Hi guys…
I’ve been trying to move our docker setup into kubernetes, to benefit from the Instance Groups allocation feature, but, we’re having some problems so far.
- Our baremetal kubernetes cluster has 4 nodes (12G ram / 4 CPUs each)
- We want to run one playbook on all our inventories (500) once a day. The inventory host count varies from 2 hosts to 100.
- We want to deploy 4 replicas (1 on each node), however, we’ve seen some weird behaviour where instances are not automatically provisioned, or removed, so, I’m currently only deploying 2 instances for testing purposes, which has shown more stability on that matter.

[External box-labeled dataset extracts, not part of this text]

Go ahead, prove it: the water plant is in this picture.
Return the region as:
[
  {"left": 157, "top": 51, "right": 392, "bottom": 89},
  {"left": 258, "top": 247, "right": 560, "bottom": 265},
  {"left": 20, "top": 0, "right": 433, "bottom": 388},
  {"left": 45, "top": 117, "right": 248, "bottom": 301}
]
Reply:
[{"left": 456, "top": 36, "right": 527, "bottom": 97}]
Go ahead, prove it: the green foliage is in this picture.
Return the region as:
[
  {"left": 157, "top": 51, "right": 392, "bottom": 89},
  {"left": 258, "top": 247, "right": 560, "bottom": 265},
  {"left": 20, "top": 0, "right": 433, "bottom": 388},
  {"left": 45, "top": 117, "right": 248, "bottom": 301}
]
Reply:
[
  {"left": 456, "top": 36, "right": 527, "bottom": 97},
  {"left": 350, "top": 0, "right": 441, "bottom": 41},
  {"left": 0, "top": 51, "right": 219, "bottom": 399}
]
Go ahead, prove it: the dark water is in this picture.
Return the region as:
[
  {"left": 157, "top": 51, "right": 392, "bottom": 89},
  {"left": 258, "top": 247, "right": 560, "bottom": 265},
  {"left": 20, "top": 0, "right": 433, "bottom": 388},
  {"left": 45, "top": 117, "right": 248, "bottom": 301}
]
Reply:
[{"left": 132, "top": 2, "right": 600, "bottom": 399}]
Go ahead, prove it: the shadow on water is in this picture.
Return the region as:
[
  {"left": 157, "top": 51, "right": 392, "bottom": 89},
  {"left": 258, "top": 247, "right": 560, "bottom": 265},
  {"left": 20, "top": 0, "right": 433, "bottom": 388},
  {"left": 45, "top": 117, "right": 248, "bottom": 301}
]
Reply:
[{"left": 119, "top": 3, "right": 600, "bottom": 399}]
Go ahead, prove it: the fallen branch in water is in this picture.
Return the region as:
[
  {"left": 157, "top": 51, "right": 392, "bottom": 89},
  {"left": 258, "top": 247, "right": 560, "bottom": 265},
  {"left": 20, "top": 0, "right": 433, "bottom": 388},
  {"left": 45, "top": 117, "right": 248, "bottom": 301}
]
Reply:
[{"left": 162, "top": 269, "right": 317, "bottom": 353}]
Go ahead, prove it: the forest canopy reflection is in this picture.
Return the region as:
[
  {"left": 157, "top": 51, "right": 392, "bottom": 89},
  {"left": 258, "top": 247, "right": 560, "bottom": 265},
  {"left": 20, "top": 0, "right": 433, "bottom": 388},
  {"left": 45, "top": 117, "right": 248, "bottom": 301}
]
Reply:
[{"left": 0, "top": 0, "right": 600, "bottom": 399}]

In AWX, I’ve created a new Instance Group, for the playbook I want to run daily, and assigned one instance to it, and left the tower default instance group with the 2 provisioned instances.
I’ve specifically set the instance group for the job template I want to run, to the newly created instance.
If I batch schedule the playbook on all inventories, the scheduler runs the inventory syncs correctly, using the default tower instance, but, when the time comes to run the playbook using the other instance group, the job is failed with explanation: "Task was marked as running in Tower but was not present in the job queue, so it has been marked as failed. "
If I remove the new instance group and let AWX handle it using the default instance group, It works. The job is scheduled and executed correctly, until the max schedulable jobs capacity is reached (25 in my case), After that, we’re totally block to run any other playbook, until capacity is freed (main reason we’re looking at the new feature in the first place).
Any ideas, bugs addressing this issue? Any suggestions, workarounds?
Thanks,
-Cesar